Explore the solution architecture

Completed

To plan for scale and for automation, you've worked together with several stakeholders to decide on a machine learning operations (MLOps) architecture.

Diagram of machine learning operations architecture.

Note

The diagram is a simplified representation of a MLOps architecture. To view a more detailed architecture, explore the various use cases in the MLOps (v2) solution accelerator.

The architecture includes:

  1. Setup: Create all necessary Azure resources for the solution.
  2. Model development (inner loop): Explore and process the data to train and evaluate the model.
  3. Continuous integration: Package and register the model.
  4. Model deployment (outer loop): Deploy the model.
  5. Continuous deployment: Test the model and promote to production environment.
  6. Monitoring: Monitor model and endpoint performance.

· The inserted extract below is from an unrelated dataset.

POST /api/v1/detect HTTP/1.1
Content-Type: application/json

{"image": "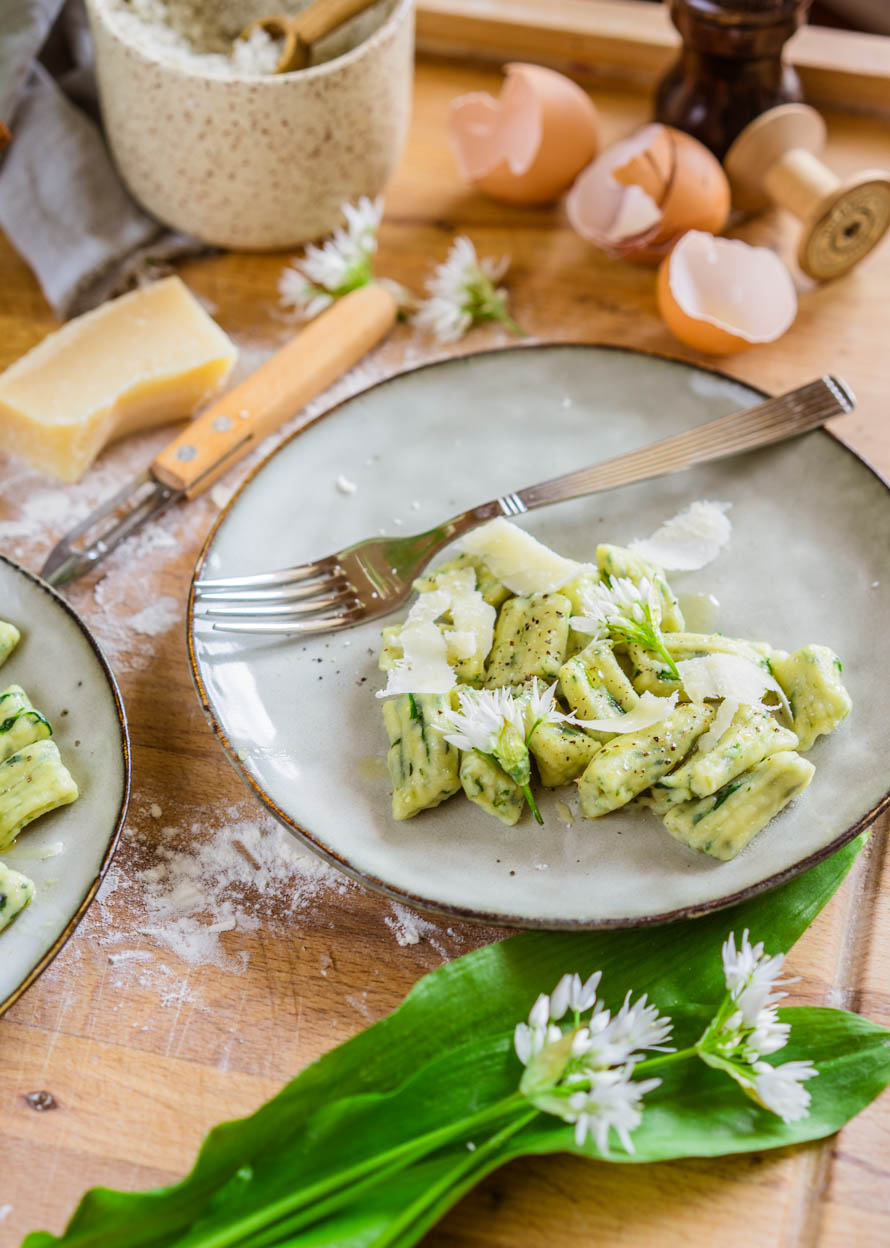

Most importantly for the current challenge is to take a model from model development to model deployment. The step in between these two loops is to package and register the model. After the data science team has trained a model, it's essential to package the model, and to register it in the Azure Machine Learning workspace. Once the model is registered, it's time to deploy the model.

There are several approaches to package the model. After reviewing some options like working with pickle files, you've decided with the data science team to work with MLflow. When you register the model as an MLflow model, you can opt for no-code deployment in the Azure Machine Learning workspace. when you use no-code deployment, you don't need to create the scoring script and environment for the deployment to work.

When you want to deploy a model, you have a choice between an online endpoint for real-time predictions or a batch endpoint for batch predictions. As the model will be integrated with a web app where the practitioner will input medical data expecting to get a direct response, you choose to deploy the model to an online endpoint.

You can deploy the model manually in the Azure Machine Learning workspace. However, you expect to deploy more models in the future. And you want to easily redeploy the diabetes classification model whenever the model has been retrained. You therefore want to automate the model deployment wherever possible.

Note

Though automation is a critical aspect of MLOps, it's crucial to maintain a human-in-the-loop. It's a best practice to verify the model before automatically deploying it.